2. The Law for human, not human for the law. Hukum itu untuk manusia, bukan
manusia untuk hukum. Artinya ketika hukum itu sudah tidak sesuai lagi dengan
kebutuhan manusia dalam artian positif maka hukum itu harus disesuaikan/
diubah. Hukum bukan untuk hukum. Jika hukum untuk hukum artinya tidak
peduli apapun kondisinya, yang penting hukum harus dijalankan Fiat Justitia
ruat caelum.Adagium ini merupakan adagium yang positivistic, rule bounded
dan akan memakan korban.
3. Beyond of the Text to Protect Lower Class with Compassion. Maksudnya adalah
hukum itu diterapkan melampaui text (rule and logic) untuk melindungi kelas
yang lebih rendah dengan keterlibatan. Karena orang yang berpunya akan
menjadi pemenang, sementara Donald Black mengatakan tumpul ke atas tajam
ke bawah atau hukum pisau dapur. Sehingga, diperlukan hukum progresif untuk
memberikan keadilan substantive. Bringing substantive justice in the people.
Seorang ahli hukum harus belajar beyond on the text and beyond the rules and
logics.
Part 4
Question and Answer
Berkenaan dengan literature hukum progresif, seperti filsafat hukum progressif oleh
awaluddin Marwan. Juga terdapat pada simpsiom Hukum Progresif sebagai sebuah
buku.
Berkenaan dengan kepastian hukum, menurut Radbruch adanya 3 nilai dasar dan
tujuan secara filosofis harus mewujudkan keadilan, secara yuridis harus memberikan
certainty dan sociologi dalam bidang expediency atau utility. Keadilan dapat
dirapalkan bukan hanya dengan peraturan perundang-undangan. Sehingga harus
adanya pertimbangan-pertimbangan lain dari sosiologis, hukum adat dll. Sehingga
menciptakan kepastian hukum yang adil. Ketika hakim menemukan pertentangan
antara hukum dan keadilan, maka hakim harus mengutakamakan keadilan sehingga ada
kemungkinan untuk menciptakan policy of non-enforcement. Bahkan Radbruch pun
menjelaskan ketiga nilai tersebut sebagai Spannungverheltnis atau ketegangan nilai-
nilai. Ketika hukum negara tidak bersesuaian pencarian keadilan, maka peraturan
hukum negara wajib diabaikan oleh hakim.

Pertanyaan kedua
Berkenaan dengan Hukum Tata Negara dan Konstitusi, misalnya saat Piagam
Madinah sebagai konstitusi tertulis pertama di dunia. Darisana dapat dipelajari sebuah
pluralism. Sehingga, seharusnya konstitusi dapat mengadopsi piagam madinah untuk
mengakomodasi hukum progresif yang mengayomi pluralitas bangsa. Sehingga
pembuatan hukum dan penegakan hukum berakhir pada kesejahteraan sosial sebagai
welfare state. Pembentukan konstitusi yang baru dapat melalui rehctsfinding kearah
sejarah atas hukum-hukum yang berlalu pada masa lalu.
Pembangunan hukum dapat didasari dari hukum adat, hukum agama dan hukum
modern.
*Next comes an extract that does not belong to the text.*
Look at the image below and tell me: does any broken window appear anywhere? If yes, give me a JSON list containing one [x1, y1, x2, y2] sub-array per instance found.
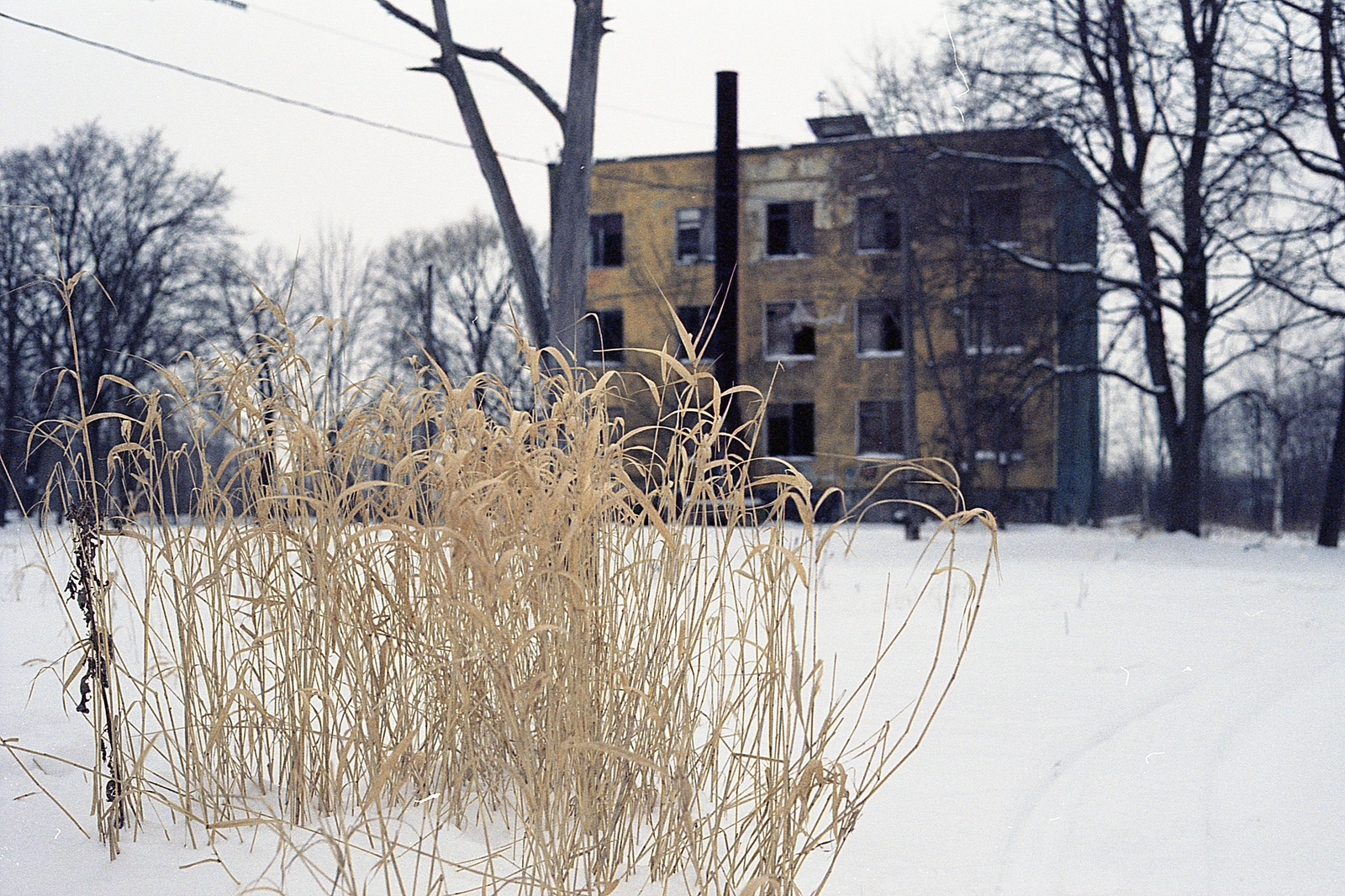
[[967, 396, 1025, 463], [856, 398, 904, 455], [854, 298, 901, 356], [854, 197, 901, 251], [677, 206, 715, 265], [767, 401, 814, 457], [589, 213, 625, 268], [967, 187, 1022, 245], [672, 305, 710, 359], [960, 293, 1022, 356], [583, 308, 625, 365], [765, 202, 812, 256], [765, 302, 818, 359]]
Sebagai landasan untuk penemuan hukum sehingga menciptakan konstitusi
yang baru.

Pertanyaan ketiga
Cerminan dari omnibus law. Secara pembentukannya omnibus law menyimpang dari
UU 12 tahun 2011. Omnibus law hanya berperspektif pada cipta dan investasi.
Sehingga menimbulkan kerugian-kerugian bagi tenaga kerja. Karena investment ini,
peran oligarki akan hadir dengan sangat kuat. Baik pengusaha dan penguasa yang
bersatu. Adapun omnibus law ini lahir saat banyak kritik, salah ketik dan langsung
ketok bahwa UU ini adalah UU tik-tok.